5.5.6 Pipeline and Workflows

ColumnTransformer and Pipeline workflow diagram

  • Master ColumnTransformer for handling mixed data types
  • Learn how to create custom Transformers
  • Build a complete feature engineering pipeline

Many beginners can do each step separately, but once they get to a real project, things get messy. Pipeline solves this problem:

How can we turn “data processing -> feature engineering -> model training” into a stable, reproducible, leak-free workflow?

flowchart LR
A["Raw data"] --> B["Split by column"]
B --> C["Numeric processing"]
B --> D["Categorical processing"]
B --> E["Custom features"]
C --> F["Merge"]
D --> F
E --> F
F --> G["Model training / prediction"]

You can think of a Pipeline as:

  • Putting scattered manual steps into an automatic assembly line

Without a Pipeline, you may end up doing this:

  • Manually filling missing values
  • Manually encoding categories
  • Manually scaling features
  • Manually feeding the result into the model

This is like:

  • Writing the process on paper every time, which makes it very easy to miss a step

The value of a Pipeline is:

  • It fixes the workflow so training and prediction always follow the same rules
  • Avoid inconsistent preprocessing between training and test sets
  • Avoid data leakage
  • Make cross-validation and hyperparameter tuning easier
  • Reuse the whole workflow on new data

When are you most likely to make mistakes?

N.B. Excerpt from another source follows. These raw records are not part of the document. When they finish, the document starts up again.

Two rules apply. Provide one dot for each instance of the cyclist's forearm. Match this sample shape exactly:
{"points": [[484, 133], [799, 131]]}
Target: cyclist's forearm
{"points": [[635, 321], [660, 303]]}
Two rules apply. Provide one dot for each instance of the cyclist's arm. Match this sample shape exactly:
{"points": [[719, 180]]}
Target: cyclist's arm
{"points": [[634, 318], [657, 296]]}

Section titled “When are you most likely to make mistakes?”

The most common mistake is:

  • Preprocessing the training set manually one way
  • Preprocessing the test set manually in a different way

As a result, the model does not see the same kind of data at all. The most important role of Pipeline is to prevent this kind of “the workflow drifted, but you didn’t notice” problem.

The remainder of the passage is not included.